First, read Fuguitt and Wilcox, pages 181-183. Then, from the Stock and Watson text Web site find a data file CAschooldistricts that contains data on school districts for 420 districts in California. A detailed description is given in CAschool_Description, also available on the Web site. One of the variables is the student-teacher ration, str. In this exercise you will investigate how the student teacher ratio is related to the district's average test scores.
a. Imagine you constructed a scatterplot of test scores (testscr) on the student-teacher ratio (str). Explain in one sentence how the method of ordinary least squares (OLS) would fit a line to these points.

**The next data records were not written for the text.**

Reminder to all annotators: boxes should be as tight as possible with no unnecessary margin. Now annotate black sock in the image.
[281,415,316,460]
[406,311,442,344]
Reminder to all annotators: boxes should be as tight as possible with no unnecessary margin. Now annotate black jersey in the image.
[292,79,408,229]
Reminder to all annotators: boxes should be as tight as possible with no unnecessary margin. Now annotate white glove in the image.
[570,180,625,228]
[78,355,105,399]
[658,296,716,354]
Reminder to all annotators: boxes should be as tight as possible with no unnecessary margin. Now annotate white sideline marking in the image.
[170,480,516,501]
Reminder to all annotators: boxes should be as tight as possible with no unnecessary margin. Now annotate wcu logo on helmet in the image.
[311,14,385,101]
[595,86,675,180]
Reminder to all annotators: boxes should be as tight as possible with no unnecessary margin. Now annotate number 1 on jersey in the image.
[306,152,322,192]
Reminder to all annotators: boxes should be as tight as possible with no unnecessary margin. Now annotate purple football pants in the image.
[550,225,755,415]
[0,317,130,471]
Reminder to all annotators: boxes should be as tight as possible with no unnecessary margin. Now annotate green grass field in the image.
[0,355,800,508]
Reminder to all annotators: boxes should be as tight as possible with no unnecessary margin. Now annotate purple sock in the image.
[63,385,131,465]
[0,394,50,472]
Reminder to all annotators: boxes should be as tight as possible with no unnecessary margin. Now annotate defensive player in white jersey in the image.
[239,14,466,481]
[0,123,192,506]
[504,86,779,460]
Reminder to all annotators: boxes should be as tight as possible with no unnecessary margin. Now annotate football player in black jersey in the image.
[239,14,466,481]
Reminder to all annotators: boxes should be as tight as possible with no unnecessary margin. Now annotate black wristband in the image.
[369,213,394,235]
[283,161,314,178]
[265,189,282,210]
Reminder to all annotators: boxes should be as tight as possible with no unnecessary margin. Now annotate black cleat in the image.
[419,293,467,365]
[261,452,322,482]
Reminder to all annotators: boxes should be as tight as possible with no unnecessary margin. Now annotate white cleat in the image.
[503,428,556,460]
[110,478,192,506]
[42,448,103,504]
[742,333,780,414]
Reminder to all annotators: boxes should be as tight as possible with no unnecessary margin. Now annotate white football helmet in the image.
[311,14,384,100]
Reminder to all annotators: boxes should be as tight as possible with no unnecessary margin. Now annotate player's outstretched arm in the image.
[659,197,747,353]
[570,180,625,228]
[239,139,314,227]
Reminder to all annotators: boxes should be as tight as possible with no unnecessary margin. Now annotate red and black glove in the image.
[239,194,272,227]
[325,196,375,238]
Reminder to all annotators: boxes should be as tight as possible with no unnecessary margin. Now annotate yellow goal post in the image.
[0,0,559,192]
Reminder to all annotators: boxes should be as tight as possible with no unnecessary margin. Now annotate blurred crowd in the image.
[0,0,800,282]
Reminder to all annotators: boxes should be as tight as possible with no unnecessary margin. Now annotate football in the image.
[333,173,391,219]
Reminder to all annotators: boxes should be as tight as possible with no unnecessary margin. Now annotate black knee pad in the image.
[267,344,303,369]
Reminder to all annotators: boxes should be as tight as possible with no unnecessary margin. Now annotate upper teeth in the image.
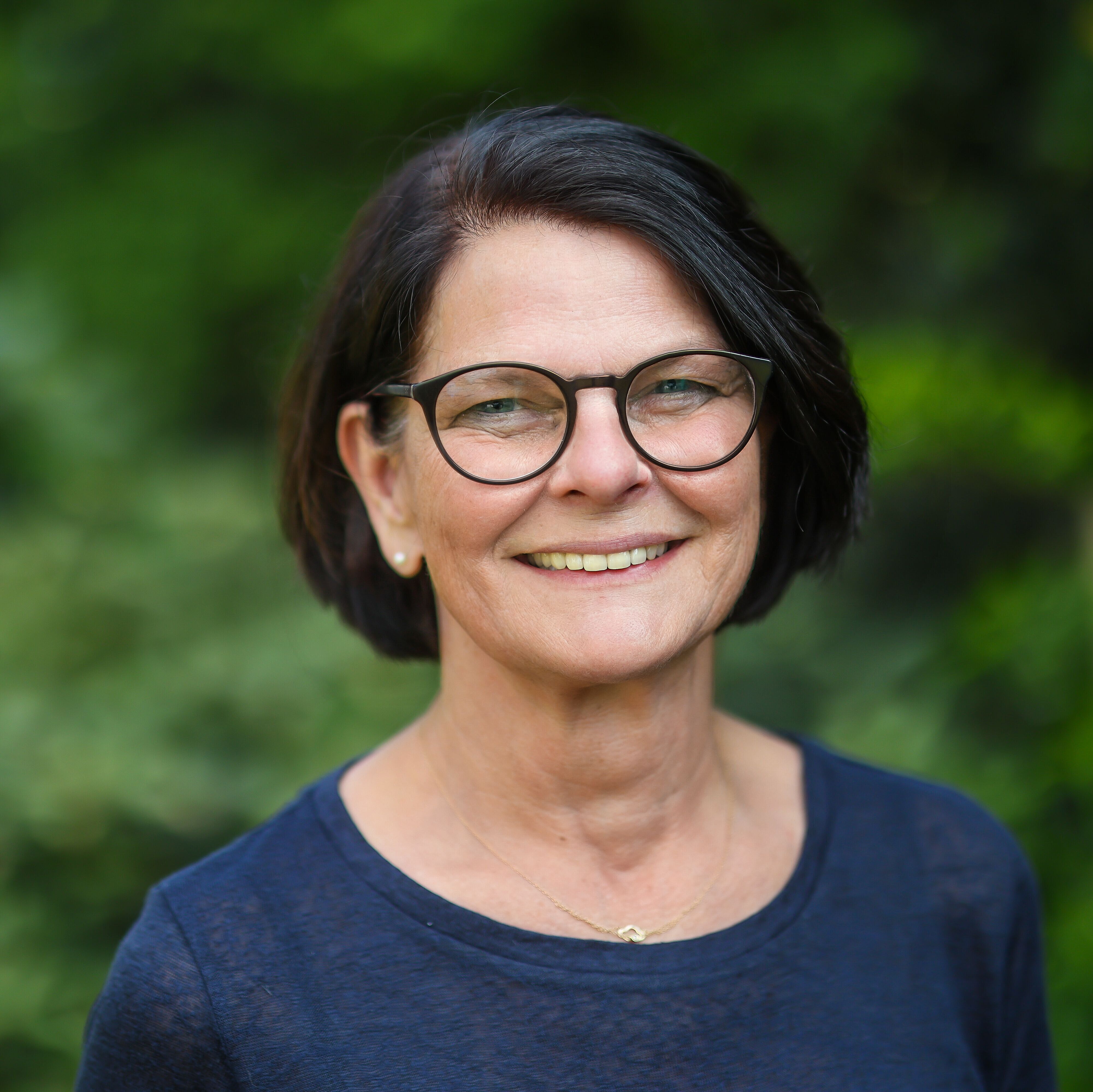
[526,543,668,572]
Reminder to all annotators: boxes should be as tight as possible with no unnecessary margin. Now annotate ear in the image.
[338,402,424,577]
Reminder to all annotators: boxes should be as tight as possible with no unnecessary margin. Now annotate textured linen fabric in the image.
[76,741,1055,1092]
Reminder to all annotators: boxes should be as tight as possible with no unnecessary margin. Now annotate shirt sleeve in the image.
[998,858,1057,1092]
[75,889,237,1092]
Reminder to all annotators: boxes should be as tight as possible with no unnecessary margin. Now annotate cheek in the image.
[403,415,537,563]
[671,441,762,544]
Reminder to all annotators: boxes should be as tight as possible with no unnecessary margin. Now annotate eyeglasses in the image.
[370,348,773,485]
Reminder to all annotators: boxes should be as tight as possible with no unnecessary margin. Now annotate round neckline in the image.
[309,736,832,977]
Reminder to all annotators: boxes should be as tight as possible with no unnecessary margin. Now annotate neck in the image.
[420,627,725,869]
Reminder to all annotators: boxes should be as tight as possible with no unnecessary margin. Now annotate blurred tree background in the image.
[0,0,1093,1092]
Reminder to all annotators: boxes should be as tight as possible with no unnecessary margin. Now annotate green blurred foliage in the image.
[0,0,1093,1090]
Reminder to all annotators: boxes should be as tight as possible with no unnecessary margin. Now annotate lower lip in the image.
[520,538,686,585]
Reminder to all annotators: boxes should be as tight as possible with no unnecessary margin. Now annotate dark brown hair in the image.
[281,107,868,657]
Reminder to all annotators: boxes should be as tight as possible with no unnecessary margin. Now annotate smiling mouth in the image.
[522,543,672,572]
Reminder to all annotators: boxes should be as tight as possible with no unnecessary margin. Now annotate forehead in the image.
[418,223,722,378]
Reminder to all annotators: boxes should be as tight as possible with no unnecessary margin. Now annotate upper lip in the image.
[514,534,680,557]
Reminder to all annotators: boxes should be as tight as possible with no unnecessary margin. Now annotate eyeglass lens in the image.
[436,353,755,482]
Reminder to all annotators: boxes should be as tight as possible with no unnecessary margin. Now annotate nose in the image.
[549,389,652,505]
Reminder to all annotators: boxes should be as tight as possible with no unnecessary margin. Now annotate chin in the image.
[496,615,705,686]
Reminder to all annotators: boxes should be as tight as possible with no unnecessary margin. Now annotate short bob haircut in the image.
[281,107,869,658]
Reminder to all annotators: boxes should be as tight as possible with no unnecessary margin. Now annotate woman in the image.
[79,109,1053,1092]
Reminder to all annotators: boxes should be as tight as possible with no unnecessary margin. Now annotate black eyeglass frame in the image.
[366,348,774,485]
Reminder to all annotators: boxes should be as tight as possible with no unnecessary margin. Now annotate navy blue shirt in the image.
[76,743,1055,1092]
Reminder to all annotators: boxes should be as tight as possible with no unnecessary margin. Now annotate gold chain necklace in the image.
[420,732,732,945]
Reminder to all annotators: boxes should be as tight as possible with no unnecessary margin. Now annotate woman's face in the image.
[350,223,761,682]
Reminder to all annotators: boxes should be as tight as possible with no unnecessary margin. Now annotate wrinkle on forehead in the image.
[415,221,723,378]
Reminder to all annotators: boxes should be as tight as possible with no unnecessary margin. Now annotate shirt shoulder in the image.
[156,772,338,933]
[75,889,234,1092]
[811,744,1035,909]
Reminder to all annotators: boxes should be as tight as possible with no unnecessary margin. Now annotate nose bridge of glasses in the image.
[569,376,619,392]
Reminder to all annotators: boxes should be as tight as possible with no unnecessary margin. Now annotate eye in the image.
[471,399,516,414]
[650,379,702,394]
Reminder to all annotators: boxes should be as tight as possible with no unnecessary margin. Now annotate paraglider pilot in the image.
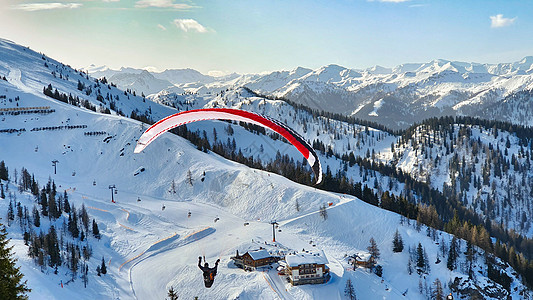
[198,256,220,288]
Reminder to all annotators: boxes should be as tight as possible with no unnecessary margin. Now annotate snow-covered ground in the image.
[0,38,523,299]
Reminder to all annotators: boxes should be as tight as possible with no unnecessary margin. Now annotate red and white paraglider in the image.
[134,108,322,184]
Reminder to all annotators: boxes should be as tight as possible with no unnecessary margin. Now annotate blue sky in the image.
[0,0,533,73]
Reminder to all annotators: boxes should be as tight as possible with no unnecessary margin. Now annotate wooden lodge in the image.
[231,248,279,270]
[285,251,330,285]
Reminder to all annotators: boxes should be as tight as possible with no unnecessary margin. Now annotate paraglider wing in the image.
[134,108,322,184]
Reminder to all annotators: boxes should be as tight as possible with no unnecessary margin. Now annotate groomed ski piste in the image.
[0,38,522,299]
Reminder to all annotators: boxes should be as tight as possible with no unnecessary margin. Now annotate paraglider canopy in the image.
[134,108,322,184]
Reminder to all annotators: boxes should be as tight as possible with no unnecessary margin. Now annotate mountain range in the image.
[89,56,533,130]
[0,40,533,299]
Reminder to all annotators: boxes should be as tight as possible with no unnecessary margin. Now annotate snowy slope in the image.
[0,41,524,299]
[91,57,533,129]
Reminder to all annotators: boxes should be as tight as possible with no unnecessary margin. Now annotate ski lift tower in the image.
[52,159,59,174]
[109,184,117,203]
[270,221,279,243]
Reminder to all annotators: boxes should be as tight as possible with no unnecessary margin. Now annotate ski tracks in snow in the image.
[262,271,294,300]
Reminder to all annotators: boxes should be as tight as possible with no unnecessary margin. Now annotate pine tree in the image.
[46,225,61,268]
[93,219,100,239]
[344,279,357,300]
[100,256,107,274]
[80,204,89,232]
[68,204,80,238]
[446,236,458,271]
[320,204,328,220]
[187,170,192,186]
[432,278,444,300]
[0,223,31,299]
[392,229,403,252]
[0,160,9,181]
[367,237,380,261]
[167,286,178,300]
[41,188,48,217]
[465,241,476,279]
[7,201,15,226]
[416,243,426,274]
[63,191,70,214]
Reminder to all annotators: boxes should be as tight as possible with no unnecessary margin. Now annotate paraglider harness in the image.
[446,293,453,300]
[198,256,220,288]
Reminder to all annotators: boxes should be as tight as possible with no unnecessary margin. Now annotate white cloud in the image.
[490,14,516,28]
[173,19,207,33]
[368,0,411,3]
[12,2,82,11]
[135,0,193,9]
[207,70,231,77]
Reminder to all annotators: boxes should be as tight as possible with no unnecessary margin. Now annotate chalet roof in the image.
[248,249,271,260]
[285,250,329,267]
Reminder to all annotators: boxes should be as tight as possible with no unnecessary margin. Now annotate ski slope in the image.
[0,38,524,299]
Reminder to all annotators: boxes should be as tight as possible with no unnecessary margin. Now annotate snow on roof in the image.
[285,250,329,267]
[248,249,270,260]
[354,251,370,260]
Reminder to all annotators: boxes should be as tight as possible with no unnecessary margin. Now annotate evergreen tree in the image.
[374,265,383,277]
[32,206,41,227]
[68,204,80,238]
[320,204,328,220]
[80,203,89,232]
[41,188,48,217]
[0,160,9,181]
[48,193,61,219]
[344,279,357,300]
[63,191,70,214]
[46,225,61,268]
[392,229,403,252]
[167,286,178,300]
[367,237,380,261]
[465,241,476,279]
[432,278,444,300]
[100,256,107,275]
[69,244,80,281]
[446,236,458,271]
[416,243,426,274]
[187,170,192,185]
[93,219,100,239]
[0,223,31,299]
[7,201,15,226]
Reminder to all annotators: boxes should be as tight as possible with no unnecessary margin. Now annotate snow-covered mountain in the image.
[91,56,533,129]
[4,40,529,299]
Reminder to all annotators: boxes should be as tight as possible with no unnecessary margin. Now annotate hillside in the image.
[0,40,527,299]
[91,57,533,130]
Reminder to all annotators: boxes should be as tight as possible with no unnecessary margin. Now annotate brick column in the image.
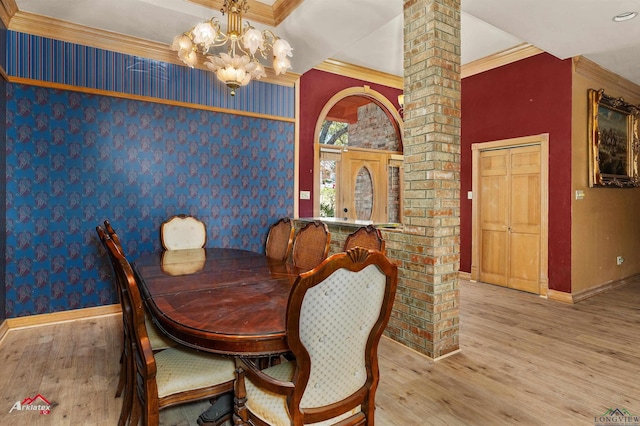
[388,0,461,358]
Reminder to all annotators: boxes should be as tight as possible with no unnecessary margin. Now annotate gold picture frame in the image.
[588,89,640,188]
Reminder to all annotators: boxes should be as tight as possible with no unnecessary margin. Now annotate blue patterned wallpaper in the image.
[2,83,294,317]
[0,20,7,322]
[3,31,295,118]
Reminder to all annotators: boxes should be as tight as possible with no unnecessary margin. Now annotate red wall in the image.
[298,70,402,217]
[299,54,572,292]
[460,54,572,292]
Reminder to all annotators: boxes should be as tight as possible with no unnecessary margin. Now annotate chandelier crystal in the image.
[171,0,293,96]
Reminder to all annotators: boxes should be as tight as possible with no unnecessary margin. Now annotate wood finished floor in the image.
[0,280,640,426]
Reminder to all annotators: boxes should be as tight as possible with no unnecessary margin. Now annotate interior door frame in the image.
[471,133,549,297]
[310,85,404,217]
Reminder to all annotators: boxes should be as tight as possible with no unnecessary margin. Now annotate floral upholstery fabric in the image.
[245,362,360,426]
[155,347,235,398]
[144,311,177,351]
[162,217,207,250]
[246,265,386,426]
[300,265,386,408]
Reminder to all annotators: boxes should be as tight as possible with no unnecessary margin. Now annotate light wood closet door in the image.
[479,145,541,293]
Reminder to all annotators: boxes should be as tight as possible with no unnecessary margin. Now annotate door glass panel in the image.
[354,167,374,220]
[320,160,337,217]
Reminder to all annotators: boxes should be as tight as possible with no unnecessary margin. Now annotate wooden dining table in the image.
[133,248,303,357]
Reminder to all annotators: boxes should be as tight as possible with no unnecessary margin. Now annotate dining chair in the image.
[234,247,398,426]
[110,245,235,426]
[160,214,207,250]
[292,220,331,270]
[96,223,177,351]
[343,225,385,253]
[96,225,177,425]
[265,217,295,261]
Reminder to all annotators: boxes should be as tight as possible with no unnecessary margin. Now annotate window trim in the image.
[313,85,404,217]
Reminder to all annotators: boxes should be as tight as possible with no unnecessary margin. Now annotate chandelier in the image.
[171,0,293,96]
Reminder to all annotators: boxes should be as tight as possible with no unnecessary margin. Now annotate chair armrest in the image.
[237,358,294,395]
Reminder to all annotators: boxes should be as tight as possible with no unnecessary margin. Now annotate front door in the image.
[336,149,388,223]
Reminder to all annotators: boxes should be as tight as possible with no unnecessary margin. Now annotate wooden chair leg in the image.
[233,367,249,426]
[118,352,136,426]
[116,348,127,398]
[129,386,142,426]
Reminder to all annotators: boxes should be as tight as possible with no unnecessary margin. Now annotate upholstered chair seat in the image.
[154,347,235,399]
[265,217,295,261]
[144,310,178,352]
[160,214,207,250]
[291,220,331,271]
[234,247,398,426]
[246,361,360,426]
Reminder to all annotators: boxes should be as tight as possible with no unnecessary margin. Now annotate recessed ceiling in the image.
[8,0,640,84]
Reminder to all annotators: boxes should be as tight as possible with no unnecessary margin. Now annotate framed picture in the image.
[589,89,640,188]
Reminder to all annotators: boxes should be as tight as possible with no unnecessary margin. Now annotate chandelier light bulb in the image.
[171,0,293,96]
[273,56,291,75]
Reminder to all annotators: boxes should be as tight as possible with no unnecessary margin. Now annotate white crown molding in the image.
[460,43,544,78]
[6,9,300,87]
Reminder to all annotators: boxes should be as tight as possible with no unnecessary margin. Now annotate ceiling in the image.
[3,0,640,85]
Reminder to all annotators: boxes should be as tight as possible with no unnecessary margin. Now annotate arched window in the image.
[314,86,403,223]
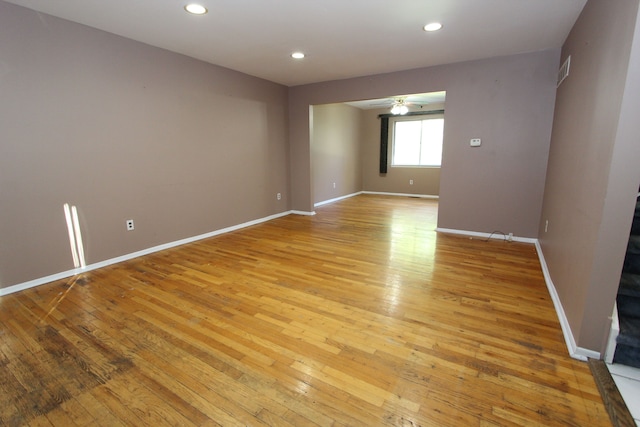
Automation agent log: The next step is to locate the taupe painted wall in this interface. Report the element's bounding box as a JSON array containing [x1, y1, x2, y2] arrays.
[[362, 104, 446, 196], [289, 49, 560, 237], [311, 104, 363, 203], [539, 0, 640, 351], [0, 2, 290, 287]]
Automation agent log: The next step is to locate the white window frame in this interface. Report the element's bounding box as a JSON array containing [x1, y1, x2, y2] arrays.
[[389, 113, 444, 168]]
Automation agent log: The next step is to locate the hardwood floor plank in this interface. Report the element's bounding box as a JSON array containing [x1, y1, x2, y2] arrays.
[[0, 195, 611, 427]]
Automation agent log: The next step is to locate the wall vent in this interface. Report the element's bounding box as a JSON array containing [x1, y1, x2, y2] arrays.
[[556, 55, 571, 88]]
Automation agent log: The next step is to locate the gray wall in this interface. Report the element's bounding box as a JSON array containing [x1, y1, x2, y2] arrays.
[[311, 104, 363, 203], [539, 0, 640, 351], [0, 2, 290, 287], [289, 49, 560, 237], [362, 104, 447, 196]]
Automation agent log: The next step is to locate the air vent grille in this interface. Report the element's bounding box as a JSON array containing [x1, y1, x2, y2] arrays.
[[556, 55, 571, 87]]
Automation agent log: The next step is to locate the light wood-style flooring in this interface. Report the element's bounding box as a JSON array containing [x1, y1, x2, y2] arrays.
[[0, 195, 611, 427]]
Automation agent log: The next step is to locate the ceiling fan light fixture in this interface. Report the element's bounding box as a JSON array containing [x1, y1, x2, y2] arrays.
[[184, 3, 208, 15], [423, 22, 442, 33]]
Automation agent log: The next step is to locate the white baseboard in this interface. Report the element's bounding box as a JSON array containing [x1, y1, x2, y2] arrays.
[[313, 191, 439, 208], [436, 228, 600, 362], [313, 191, 362, 208], [436, 227, 538, 243], [0, 211, 292, 296], [361, 191, 440, 199], [535, 240, 600, 362]]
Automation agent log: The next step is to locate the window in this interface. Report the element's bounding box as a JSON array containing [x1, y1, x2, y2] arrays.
[[391, 117, 444, 167]]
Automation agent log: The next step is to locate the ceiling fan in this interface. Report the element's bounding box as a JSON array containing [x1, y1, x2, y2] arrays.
[[370, 96, 428, 115]]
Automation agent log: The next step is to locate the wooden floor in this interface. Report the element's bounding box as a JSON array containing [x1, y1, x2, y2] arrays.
[[0, 195, 611, 426]]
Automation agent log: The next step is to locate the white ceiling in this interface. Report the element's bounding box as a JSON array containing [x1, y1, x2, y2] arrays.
[[7, 0, 586, 86], [345, 91, 447, 111]]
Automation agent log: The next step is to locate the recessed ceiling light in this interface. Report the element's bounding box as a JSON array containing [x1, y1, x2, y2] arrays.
[[184, 3, 208, 15], [424, 22, 442, 32]]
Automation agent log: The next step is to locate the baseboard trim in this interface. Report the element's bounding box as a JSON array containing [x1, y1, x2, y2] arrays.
[[535, 239, 600, 362], [436, 227, 538, 243], [436, 227, 600, 362], [313, 191, 362, 208], [360, 191, 440, 199], [0, 211, 292, 297]]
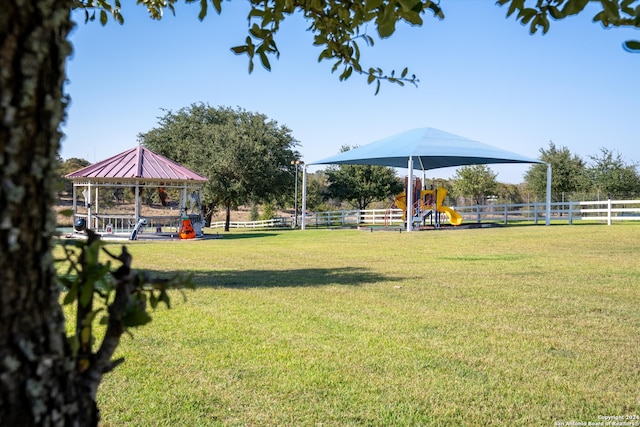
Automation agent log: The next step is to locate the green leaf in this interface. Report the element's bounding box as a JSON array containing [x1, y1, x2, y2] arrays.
[[562, 0, 589, 16], [507, 0, 524, 17], [549, 6, 564, 19], [622, 40, 640, 53], [231, 46, 247, 55], [198, 0, 208, 21], [62, 286, 78, 305]]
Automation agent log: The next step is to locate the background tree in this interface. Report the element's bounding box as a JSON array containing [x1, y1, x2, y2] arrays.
[[496, 183, 522, 204], [0, 0, 640, 426], [307, 170, 336, 211], [524, 141, 586, 201], [139, 104, 300, 231], [453, 165, 498, 205], [325, 146, 404, 210], [587, 148, 640, 198]]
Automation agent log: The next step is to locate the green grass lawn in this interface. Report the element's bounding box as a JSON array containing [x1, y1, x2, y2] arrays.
[[57, 224, 640, 426]]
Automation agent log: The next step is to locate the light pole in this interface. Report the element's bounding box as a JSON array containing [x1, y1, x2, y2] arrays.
[[291, 160, 304, 228]]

b. Run a regression of test scores (testscr) on the district's student-teacher ratio (str). What is the estimated intercept? What is the sign and magnitude of the estimated slope coefficient?
c. What is the standard error of the estimate? Provide an intuitive explanation for what the standard error of the estimate tells us.
d. Calculate the residuals for this regression. Then, construct a scatterplot of these residuals on the student-teacher ratio (str). Note: this type of scatterplot is also referred to as a residual plot. Does there appear to be a relationship between the residuals and the str variable, and if so does it suggest there is heteroskedasticity?
e. Is the estimated regression slope coefficient statistically significant? That is, can you reject the null hypothesis H0: Beta1=0 versus a two-sided alternative at the 5% significance level? What is the 95% confidence interval associated with the estimated coefficient?
f. Does str explain a large fraction of the variance in test scores across school districts? How can one answer this question if they know the coefficient of multiple determination?